Where clients submitted a CETV to the Old Mutual Wealth TVAS desk earlier this year and are now revisiting that analysis, the updated CETVs available from their current DB scheme are on average around 10-20% higher, although this varies from one scheme to another.
The Old Mutual Wealth platform has received more transfers-in from final salary schemes in the year-to-date than in the entire of 2015.
Although the CETV is not the only factor to consider when deliberating over a pension transfer, it illustrates why some consumers may be more inclined to look at the possibility of transferring out of their DB scheme.
Individuals considering a final-salary transfer should exercise caution since it involves giving-up secure income from their employer-funded scheme in exchange for a defined contribution pension pot.

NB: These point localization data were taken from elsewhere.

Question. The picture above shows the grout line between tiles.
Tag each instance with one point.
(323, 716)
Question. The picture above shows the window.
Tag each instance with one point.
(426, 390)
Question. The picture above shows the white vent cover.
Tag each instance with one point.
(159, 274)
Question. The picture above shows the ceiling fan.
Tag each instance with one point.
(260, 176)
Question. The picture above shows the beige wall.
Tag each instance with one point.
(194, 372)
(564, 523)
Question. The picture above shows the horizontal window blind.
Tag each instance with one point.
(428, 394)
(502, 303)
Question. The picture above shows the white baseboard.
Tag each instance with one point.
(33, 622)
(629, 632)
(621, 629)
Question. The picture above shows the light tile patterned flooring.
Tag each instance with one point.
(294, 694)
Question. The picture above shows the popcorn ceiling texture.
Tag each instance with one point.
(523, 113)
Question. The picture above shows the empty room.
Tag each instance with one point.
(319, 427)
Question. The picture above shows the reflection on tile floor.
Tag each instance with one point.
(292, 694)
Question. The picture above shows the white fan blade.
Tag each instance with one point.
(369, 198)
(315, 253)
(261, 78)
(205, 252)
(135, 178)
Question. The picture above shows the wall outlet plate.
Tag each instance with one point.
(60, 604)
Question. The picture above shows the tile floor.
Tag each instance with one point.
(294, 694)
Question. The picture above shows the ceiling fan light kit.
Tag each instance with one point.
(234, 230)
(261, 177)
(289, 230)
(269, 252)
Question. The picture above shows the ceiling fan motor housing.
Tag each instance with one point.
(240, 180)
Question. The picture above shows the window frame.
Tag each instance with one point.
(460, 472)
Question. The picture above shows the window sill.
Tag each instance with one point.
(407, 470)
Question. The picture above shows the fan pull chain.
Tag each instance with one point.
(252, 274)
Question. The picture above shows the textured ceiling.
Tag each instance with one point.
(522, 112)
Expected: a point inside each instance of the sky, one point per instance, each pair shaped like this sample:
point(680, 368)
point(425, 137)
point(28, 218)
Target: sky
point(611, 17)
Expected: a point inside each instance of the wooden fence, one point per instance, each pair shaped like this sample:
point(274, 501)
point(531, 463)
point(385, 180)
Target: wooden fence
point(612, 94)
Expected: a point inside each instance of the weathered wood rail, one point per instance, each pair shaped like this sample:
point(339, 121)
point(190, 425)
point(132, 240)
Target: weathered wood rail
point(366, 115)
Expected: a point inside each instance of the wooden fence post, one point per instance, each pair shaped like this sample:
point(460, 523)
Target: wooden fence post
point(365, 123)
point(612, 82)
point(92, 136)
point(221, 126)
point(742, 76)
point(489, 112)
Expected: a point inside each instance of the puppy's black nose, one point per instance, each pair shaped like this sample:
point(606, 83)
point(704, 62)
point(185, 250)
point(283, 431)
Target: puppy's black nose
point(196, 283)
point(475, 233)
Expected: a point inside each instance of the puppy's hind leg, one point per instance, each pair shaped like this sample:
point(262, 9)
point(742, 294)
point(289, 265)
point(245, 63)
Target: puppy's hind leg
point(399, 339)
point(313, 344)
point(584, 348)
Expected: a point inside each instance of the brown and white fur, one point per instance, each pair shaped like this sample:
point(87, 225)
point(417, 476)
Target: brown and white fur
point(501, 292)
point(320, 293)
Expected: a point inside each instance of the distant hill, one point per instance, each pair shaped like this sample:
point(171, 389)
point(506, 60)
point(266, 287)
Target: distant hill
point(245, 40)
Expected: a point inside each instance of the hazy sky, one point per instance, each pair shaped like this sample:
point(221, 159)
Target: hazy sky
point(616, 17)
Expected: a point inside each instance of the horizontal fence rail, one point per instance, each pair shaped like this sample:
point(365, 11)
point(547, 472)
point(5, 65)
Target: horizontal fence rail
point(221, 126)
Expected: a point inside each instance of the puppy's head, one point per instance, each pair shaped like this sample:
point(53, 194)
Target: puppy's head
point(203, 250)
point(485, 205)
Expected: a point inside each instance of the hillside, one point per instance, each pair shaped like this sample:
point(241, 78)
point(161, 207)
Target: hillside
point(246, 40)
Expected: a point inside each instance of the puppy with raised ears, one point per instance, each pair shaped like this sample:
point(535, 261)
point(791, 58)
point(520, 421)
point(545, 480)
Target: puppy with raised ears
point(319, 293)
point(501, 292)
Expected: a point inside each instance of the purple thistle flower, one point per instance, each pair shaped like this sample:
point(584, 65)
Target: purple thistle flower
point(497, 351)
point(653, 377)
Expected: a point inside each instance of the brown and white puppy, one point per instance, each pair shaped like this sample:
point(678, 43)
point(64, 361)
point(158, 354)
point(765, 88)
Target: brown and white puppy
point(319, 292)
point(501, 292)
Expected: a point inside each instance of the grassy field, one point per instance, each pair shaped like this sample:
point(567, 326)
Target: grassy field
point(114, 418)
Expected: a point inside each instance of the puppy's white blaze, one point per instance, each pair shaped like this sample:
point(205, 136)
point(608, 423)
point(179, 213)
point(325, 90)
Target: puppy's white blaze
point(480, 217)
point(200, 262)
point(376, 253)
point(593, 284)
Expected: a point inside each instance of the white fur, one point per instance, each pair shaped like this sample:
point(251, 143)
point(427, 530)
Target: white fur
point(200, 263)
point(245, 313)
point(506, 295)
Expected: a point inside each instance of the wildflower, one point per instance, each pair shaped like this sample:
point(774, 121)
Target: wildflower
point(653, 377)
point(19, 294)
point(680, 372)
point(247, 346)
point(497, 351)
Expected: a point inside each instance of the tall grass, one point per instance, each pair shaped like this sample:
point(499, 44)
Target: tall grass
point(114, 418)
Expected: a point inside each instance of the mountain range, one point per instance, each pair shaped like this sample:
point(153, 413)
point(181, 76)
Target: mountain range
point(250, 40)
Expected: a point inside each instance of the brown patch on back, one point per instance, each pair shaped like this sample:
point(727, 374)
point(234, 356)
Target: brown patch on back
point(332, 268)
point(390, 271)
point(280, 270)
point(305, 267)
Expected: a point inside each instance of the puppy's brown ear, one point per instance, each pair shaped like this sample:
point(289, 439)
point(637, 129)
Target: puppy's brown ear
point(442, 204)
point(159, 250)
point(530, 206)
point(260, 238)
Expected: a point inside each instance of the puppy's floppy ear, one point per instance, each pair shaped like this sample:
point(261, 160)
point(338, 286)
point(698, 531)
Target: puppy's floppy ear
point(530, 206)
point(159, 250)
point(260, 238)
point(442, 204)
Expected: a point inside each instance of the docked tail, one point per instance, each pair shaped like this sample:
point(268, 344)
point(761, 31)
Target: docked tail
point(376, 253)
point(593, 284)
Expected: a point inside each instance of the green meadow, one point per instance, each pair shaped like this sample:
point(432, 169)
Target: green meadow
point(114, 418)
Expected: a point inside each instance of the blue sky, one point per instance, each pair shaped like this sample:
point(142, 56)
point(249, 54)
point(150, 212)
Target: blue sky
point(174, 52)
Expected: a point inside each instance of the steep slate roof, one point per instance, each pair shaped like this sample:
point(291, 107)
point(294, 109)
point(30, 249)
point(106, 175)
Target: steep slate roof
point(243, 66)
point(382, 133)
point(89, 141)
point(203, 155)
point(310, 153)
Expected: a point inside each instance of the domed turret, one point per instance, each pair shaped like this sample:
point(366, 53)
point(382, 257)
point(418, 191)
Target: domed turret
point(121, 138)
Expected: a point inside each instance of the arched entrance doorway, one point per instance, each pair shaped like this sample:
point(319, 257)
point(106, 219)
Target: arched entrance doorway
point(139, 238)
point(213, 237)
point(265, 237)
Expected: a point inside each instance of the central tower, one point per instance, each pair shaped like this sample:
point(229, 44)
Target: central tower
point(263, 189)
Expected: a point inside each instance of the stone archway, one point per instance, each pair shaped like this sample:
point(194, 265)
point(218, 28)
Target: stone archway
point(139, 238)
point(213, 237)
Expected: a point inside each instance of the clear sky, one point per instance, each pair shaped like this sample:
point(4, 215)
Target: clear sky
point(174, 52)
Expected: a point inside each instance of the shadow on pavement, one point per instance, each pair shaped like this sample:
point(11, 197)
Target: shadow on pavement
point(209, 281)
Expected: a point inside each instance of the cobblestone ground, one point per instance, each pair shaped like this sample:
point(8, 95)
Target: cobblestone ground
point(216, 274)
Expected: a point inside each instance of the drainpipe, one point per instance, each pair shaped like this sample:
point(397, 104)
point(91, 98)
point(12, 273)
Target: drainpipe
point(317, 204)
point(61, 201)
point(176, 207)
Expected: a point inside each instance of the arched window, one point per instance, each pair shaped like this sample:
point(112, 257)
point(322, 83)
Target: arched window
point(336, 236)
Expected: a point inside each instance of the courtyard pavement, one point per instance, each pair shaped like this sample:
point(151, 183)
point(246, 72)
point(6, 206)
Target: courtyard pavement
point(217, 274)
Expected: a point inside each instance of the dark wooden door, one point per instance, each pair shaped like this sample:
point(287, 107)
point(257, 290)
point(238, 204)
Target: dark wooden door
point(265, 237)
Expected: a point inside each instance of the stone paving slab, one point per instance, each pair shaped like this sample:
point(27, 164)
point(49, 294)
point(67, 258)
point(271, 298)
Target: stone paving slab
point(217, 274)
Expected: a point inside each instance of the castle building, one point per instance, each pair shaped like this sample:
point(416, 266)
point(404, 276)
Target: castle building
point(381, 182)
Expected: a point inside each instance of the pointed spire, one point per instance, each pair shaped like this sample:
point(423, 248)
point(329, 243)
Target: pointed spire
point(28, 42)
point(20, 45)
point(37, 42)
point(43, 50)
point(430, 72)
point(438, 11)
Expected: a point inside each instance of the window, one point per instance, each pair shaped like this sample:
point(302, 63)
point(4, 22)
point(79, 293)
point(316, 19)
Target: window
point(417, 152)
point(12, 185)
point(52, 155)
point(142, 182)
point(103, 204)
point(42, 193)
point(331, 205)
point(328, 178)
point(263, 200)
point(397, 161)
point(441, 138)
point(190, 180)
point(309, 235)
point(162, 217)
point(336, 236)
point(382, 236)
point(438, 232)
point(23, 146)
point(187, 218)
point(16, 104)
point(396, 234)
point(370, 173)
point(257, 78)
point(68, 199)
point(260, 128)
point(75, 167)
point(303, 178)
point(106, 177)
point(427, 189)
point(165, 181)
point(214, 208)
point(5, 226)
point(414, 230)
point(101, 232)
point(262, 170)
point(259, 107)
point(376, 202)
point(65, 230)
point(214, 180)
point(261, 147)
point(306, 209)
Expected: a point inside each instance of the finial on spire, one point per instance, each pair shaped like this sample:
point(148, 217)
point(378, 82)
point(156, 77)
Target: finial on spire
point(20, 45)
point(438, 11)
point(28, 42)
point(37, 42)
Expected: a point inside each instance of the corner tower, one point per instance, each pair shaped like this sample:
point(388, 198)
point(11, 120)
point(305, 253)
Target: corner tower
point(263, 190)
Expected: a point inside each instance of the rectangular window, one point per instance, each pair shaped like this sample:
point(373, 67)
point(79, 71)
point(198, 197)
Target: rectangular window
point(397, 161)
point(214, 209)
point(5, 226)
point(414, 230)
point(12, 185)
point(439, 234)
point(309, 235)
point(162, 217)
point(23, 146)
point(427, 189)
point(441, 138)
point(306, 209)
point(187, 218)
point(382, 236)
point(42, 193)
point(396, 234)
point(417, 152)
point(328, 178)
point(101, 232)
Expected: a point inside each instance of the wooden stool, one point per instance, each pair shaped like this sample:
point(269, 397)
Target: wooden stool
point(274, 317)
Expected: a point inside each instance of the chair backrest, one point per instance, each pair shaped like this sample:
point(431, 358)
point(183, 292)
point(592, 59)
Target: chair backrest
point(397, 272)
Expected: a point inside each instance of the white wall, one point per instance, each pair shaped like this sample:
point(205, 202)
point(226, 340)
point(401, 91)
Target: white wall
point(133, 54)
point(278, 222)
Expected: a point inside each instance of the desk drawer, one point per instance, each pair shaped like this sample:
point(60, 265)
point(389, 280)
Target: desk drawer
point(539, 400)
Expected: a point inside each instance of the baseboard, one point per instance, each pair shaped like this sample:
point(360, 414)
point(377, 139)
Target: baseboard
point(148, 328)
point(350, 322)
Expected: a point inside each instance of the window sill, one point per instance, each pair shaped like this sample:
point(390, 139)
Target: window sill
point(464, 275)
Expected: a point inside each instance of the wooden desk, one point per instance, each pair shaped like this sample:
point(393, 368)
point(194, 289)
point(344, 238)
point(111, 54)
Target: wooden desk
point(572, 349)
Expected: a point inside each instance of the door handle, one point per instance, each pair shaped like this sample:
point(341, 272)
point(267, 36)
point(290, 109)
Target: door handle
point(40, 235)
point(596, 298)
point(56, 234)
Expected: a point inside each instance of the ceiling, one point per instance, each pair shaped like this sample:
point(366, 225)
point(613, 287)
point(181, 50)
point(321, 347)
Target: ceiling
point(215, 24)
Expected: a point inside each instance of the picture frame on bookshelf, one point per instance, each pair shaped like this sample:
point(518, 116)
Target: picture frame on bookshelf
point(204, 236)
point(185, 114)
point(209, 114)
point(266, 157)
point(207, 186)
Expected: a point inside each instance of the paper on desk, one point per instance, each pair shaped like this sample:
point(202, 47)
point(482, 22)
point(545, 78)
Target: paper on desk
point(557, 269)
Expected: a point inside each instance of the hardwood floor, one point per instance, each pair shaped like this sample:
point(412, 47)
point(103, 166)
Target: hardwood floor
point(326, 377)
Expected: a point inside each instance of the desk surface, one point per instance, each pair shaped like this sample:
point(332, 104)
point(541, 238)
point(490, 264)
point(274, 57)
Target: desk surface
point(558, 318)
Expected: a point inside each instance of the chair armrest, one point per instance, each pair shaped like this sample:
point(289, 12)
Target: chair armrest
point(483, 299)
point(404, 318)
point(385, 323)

Although this can give them increased flexibility, it also involves a number of risks.
Anyone considering it must take advice from a qualified professional financial planner (if the value is £30,000 or more) and should take the time to consider all their options carefully, ensuring they build a sustainable retirement income strategy tailored to meet their individual needs.
Old Mutual Wealth pension expert Jon Greer says:
“A combination of factors are contributing to a rise in the popularity of DB transfers.
“Pension reforms introduced last year mean individuals can now take pension income from a defined contribution (DC) scheme as they wish, and the money can be passed on to their family in a tax-efficient manner when they die. It means that many people with a DB pension are considering whether DC gives them more flexibility.
“Equally, low gilt yields have contributed to a general increase in the transfer values available. With rates at record lows, many people view this as the optimal time to cash-out of their DB scheme.
“Uncertainty is also contributing to the trend, with some people also questioning the security of their DB pension rights following some high profile cases that have come under the media spotlight.
“However, nobody should enter into a DB transfer without being fully aware of the risks. It is vital to make a rounded assessment of the pros and cons in the context of your overall financial circumstances. A DB transfer can be the right thing for some, but it can be a disastrous choice if you sacrifice secure-income and leave yourself at risk in later-life. Get proper financial advice from a qualified professional and take your time to make an informed decision.”